Yes, I have read Sapiens. I have read a lot of other things as well, including the critiques of Sapiens and more recent works that blow huge holes in some of his assumptions. A lot moves on in 10+years.
So please do elaborate - what is the murder rate amongst non-contacted indigenous people? Because any contacted indigneous people are tainted by their very contact, and the place that puts them in our "modern" world.
"Also looking at our own past, people were much more violent in early human societies" - you are assuming that people who have had no contact with the modern world are violent because (allegedly) we were more violent in the past. Of course, without patriarchal hierarchies and nation states, they may be less violent that we have ever been. You cannot compare what we have been (or currently are) with them because you don't know what they are like.

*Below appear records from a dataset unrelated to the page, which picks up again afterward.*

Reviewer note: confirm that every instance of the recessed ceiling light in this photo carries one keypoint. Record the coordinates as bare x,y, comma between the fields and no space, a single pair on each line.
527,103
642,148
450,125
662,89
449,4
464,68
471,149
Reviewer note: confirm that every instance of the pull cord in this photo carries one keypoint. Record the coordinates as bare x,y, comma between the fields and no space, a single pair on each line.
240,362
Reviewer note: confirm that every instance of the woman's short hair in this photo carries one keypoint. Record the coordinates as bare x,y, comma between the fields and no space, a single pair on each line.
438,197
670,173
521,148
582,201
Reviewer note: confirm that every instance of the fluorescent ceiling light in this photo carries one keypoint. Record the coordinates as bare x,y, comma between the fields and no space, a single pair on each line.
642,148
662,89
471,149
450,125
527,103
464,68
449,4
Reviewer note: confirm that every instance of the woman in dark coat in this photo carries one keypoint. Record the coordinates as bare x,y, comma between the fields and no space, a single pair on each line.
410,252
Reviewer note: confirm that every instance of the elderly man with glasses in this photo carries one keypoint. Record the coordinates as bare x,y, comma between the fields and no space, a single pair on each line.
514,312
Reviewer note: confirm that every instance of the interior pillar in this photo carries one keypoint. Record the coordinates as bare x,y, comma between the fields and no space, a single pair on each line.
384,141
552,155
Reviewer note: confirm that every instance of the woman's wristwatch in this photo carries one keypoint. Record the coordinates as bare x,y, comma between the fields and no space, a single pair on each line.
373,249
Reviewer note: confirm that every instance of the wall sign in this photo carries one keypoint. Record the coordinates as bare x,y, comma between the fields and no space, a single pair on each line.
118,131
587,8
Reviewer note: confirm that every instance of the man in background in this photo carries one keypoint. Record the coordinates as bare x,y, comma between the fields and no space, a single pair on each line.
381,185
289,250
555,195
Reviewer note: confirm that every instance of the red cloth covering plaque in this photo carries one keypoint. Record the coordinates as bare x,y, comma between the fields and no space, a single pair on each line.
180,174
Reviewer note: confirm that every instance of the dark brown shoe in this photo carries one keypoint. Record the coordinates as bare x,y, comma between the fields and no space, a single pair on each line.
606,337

"Things like infanticide were thought to be common" - who thought these things? What was their evidence?
You are falling into the trap of having read a couple of Eurocentric books full of suppositions, which are almost impossible to evidence - forensic archaelogy is a fascinating study which changes opinions more often than I change clothes - and whose observations are inextricably overlaid by modern society. Even if they are right about all that, there is no reason to assume they are right to apply those things to an uncontacted Amazonian tribe in 2024.
It is arrogant to assume that abuse and violence are common amongst people that we know absolutely nothing about; and in fact many tribes in the Americas had sophisticated social structures, complex systems of social justice that dealt with violence (often in ways better than Europe ever has), matriarchal sytems of organisation and many other benefits. Native Americans were not the savages settlers and Europeans would like to portray them. The fact that we might have been pretty savage in our past - in some ways still are - does not mean that is the natural way in which human society must develop and evolve.